Admettons-le d’office, tout cela n’est pas allé sans heurts. La situation des
droits de l’homme demeure insatisfaisante malgré la détermination des autorités
et l’engagement d’une partie de la société civile. Le niveau de pauvreté reste
trop élevé dans un pays présenté dans les manuels scolaires comme un «scandale
géologique» du fait de ses abondantes réserves de minerais. La corruption
constitue un frein au développement et à l’esprit d’entreprise. Ces défis sont
identifiés. Ils sont notre priorité. D’ailleurs, les résultats économiques
obtenus devraient convaincre les plus sceptiques que nous sommes sur la bonne
voie. Entre 2009 et 2012, le taux de croissance annuel est passé de 2,8 % à 7,2
%, l’inflation a été ramenée de 46 % à 3 %, le franc congolais est resté stable,
les investissements ont sensiblement augmenté, les recettes publiques -
sanctuarisées malgré d’intenses pressions venues d’opérateurs privés, congolais
et étrangers, peu scrupuleux - ont plus que doublé, tandis que la richesse
nationale a été multipliée par deux. Une taxe sur la valeur ajoutée (TVA) a été
créée, en échange de quoi l’impôt sur les sociétés a été simplifié et adouci. La
RDC a rejoint l’Organisation pour l’harmonisation en Afrique du droit des
affaires (Ohada) pour sécuriser les investissements étrangers. Des zones
spéciales d’activités accordant des allègements fiscaux ont vu le jour pour
dynamiser le marché de l’emploi et le secteur économique formel. Le gouvernement
a lancé une série de programmes afin d’améliorer les conditions de vie de la
population. Le versement du traitement des fonctionnaires a été «bancarisé» pour
sécuriser ce transfert d’argent et irriguer les circuits bancaires. Dernier
exemple de ce redressement, la production minière renoue avec les niveaux
historiques des années 1970-1980.
C’est cette mise en mouvement qu’il
faut consolider, accélérer, mais aussi sauver à certains égards car la situation
dans les Kivus est une nouvelle menace. Etait-ce voulu par certains de nos
voisins désireux de nous maintenir en situation de faiblesse ? La chronologie
des événements depuis le lancement du M23, en avril, fournit de précieuses
indications. Nous le déplorons. Nous le dénonçons.
Nous demandons à
chacun de se ressaisir au nom de la stabilité régionale. Mais nous sommes aussi
prêts à discuter, et nous implorons la communauté internationale. Il n’est pas
question de compassion, mais d’esprit de responsabilité.
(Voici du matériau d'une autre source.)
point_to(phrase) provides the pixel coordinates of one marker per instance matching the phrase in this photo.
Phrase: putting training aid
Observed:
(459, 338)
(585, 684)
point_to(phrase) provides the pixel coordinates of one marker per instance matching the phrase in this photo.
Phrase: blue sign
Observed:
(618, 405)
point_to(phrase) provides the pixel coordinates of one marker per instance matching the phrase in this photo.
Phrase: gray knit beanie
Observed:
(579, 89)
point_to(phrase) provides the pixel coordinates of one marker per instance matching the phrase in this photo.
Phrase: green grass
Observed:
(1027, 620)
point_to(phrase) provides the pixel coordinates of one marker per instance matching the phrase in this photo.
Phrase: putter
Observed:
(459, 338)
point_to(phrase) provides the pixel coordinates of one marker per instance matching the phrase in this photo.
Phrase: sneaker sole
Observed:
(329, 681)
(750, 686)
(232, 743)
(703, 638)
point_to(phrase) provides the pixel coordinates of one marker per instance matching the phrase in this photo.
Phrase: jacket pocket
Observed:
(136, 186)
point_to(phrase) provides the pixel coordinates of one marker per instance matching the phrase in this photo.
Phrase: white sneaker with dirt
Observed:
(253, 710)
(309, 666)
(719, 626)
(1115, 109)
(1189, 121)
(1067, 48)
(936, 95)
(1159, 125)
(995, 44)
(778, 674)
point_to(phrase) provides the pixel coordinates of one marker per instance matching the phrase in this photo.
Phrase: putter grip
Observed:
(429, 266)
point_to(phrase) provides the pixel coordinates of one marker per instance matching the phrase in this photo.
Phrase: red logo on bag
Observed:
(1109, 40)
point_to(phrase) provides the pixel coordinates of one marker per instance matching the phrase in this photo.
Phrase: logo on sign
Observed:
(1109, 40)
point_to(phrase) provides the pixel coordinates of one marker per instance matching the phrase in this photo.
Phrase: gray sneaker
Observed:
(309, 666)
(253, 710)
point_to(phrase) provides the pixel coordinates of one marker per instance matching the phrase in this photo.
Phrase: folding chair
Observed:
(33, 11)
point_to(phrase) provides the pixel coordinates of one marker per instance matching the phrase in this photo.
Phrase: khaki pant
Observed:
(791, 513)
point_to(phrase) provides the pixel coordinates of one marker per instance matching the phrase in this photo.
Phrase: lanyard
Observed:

L’heure n’est pas aux
anathèmes, contre-productifs et offensants, lancés loin de Kinshasa pour
dénoncer à bon compte nos dysfonctionnements dans le système de gouvernance ;
fustiger un procès avant même qu’il ne soit achevé ; exiger sans délai un retour
à la sécurité dans un pays menacé dans son intégrité ; critiquer une armée
affaiblie par des félonies sponsorisées depuis l’étranger ; ou bien encore fixer
les termes de référence d’une transparence électorale que certaines nations du
Nord ne parviennent même pas à satisfaire. La RDC a besoin de partenaires
exigeants mais compréhensifs, présents mais respectueux, critiques mais lucides.
«L’Afrique a la forme d’un revolver dont la gâchette se trouve au Congo», disait
l’intellectuel Frantz Fanon. Que nos amis se souviennent de cette phrase avant
de nous juger. La RDC regorge de minerais, certes, mais aussi d’hommes et de
femmes de bonne volonté. Il serait dommage de ne pas leur faire confiance. Ils
sont demandeurs d’un nouveau partenariat Nord-Sud, équilibré et débarrassé des
scories du passé. S’ils sont soutenus, ils en seront les artisans.